You’d think that with that kind of budget we would have state-of-the-art trains, seamless and reliable transport systems, better and more affordable healthcare, free colleges, fast and reliable public internet, high-quality public K-12 schools, license plates with functioning bar codes (or license plates for that matter), and highly automated government services buuuuut, yeah, never mind.
Second, overseas Filipino worker (OFW) deployment has been surging for the past five years. On average there are 350,000 to 400,000 new officially-registered deployments every year. That is almost 2 million Filipinos sent abroad as OFWs in the past five years. That is an extra 2 million OFWs on top of the previously deployed OFWs. That’s billions of dollars in remittances – every month, every year. That is billions of dollars that will feed into the economy through consumer demand. You’re going to thank the government for sending our countrymen and countrywomen abroad? I suppose you can tout that as an “export-oriented policy” wherein your primary export would be people.
What economic reforms were put in place? What productivity enhancing major infrastructure projects were completed in the past five years (sans those began by the previous administration)?
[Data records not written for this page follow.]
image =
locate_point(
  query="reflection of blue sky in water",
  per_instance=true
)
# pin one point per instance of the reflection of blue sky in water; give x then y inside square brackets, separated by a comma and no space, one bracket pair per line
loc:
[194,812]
How about the real performance of the economy as measured by real income gains? Nobody is talking about real income gains BECAUSE THE REAL INCOMES OF MOST PEOPLE DID NOT INCREASE. How about poverty? The poverty incidence numbers have stayed the same despite the fact that the poverty threshold is increasing at a rate lower than the headline inflation rate. Never mind that the inflation rate among the poor is easily twice or thrice the headline inflation rate – which basically means that we are grossly underestimating poverty. How about inequality? Our GINI is inching dangerously close to 50%. While real incomes of most people stay the same, the net worths of the elite is doubling – even tripling. How about the agricultural sector? Myanmar is about to overtake us in terms of agricultural productivity. Myanmar guys Myanmar. They’ve been at each other’s throats for years, decades even, and they are about to eclipse our agricultural productivity.
But, you know, who cares. The GDP INCREASED.